The final talk was by Tom DeGrand, who was the only plenary (and probably simply the only) speaker to use foils and an overhead projector instead of a digital presentation to speak about the Nf=1 quark condensate. In the Nc --> &infinity; limit, it is found that Nf=1 QCD with quarks in the antisymmetric representation corresponds to N=1 Super-Yang-Mills theory. Nf=1 QCD is peculiar in that there are no light pions, only a massive η'. When overlap fermions are being used to simulate at a fixed gauge topology, it becomes possible to determine the quark condensate via the spectrum of the overlap Dirac operator; in this way, the 1/Nc corrections to the Nc --> &infinity; limit are found to be small even at Nc=3.

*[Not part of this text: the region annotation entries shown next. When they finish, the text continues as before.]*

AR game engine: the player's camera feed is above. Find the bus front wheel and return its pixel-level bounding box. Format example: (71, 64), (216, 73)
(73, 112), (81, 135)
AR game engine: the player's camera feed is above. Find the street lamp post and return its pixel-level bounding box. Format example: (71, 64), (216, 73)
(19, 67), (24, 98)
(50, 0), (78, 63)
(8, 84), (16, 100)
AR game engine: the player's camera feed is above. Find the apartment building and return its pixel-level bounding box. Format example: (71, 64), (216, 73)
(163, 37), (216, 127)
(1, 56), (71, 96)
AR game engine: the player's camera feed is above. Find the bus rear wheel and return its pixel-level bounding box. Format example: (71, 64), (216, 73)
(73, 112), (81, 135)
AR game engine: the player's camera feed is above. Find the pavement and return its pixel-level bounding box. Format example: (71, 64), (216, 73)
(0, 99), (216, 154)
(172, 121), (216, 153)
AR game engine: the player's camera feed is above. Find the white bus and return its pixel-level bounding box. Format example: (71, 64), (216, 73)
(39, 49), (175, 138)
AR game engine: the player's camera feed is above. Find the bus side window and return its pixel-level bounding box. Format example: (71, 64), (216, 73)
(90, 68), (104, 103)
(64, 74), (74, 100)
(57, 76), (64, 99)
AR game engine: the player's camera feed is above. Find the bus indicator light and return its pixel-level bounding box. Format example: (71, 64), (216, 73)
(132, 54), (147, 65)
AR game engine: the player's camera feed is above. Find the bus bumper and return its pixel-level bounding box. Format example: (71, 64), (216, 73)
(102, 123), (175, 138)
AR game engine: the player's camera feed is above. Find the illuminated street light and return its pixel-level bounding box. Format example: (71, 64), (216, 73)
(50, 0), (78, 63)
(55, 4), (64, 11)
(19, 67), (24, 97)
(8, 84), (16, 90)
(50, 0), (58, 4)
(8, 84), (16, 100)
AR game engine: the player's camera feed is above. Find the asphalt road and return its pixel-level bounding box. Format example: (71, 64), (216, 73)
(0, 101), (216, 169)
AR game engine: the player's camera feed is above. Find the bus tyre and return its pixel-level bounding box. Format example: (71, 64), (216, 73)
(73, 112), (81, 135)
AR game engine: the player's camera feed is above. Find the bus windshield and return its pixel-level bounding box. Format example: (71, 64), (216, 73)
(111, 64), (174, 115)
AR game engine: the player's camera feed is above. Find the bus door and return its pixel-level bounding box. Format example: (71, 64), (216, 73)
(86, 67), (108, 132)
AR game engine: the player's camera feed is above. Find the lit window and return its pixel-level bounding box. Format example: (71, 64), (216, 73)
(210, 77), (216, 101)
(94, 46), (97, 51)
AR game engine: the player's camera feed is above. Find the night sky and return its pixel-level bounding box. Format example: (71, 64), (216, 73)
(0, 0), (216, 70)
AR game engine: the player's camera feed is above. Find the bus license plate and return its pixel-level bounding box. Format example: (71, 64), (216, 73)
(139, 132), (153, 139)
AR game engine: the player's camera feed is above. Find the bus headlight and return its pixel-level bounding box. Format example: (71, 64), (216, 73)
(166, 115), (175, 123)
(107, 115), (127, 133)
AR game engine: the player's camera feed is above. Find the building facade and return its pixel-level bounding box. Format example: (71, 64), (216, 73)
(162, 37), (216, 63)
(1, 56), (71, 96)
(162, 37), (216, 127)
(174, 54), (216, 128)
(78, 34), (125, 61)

At noon, the symposium was adjourned, and the participants began to scatter.
Since my flight only left in the evening, I managed to go and sneak a look at a very interesting historical monument located near Tucson, the San Xavier de Bac mission church. This mission was founded by the Jesuits in the late 17th century and completed by Franciscans in the mid-18th century. The church itself is built in a colourful version of the baroque style with many elements of "naive" or peasant art in the ornamentation, suggesting that it was planned by the missionaries and executed by the local Natives, the Tohono O'odham, themselves. The white walls of the towers are visible from afar across the desert, giving this remarkable church the nickname "white dove of the desert".
As for the trip to Tucson, I feel little need to bore my readers with the details of our 15-hour zig-zag trip across the North American continent via L.A. and Toronto to Regina, and thus conclude my report on the Lattice 2006 meeting at this point. Thank you for reading; if and when I feel like it, I may follow-up with an overall summary of the conference later.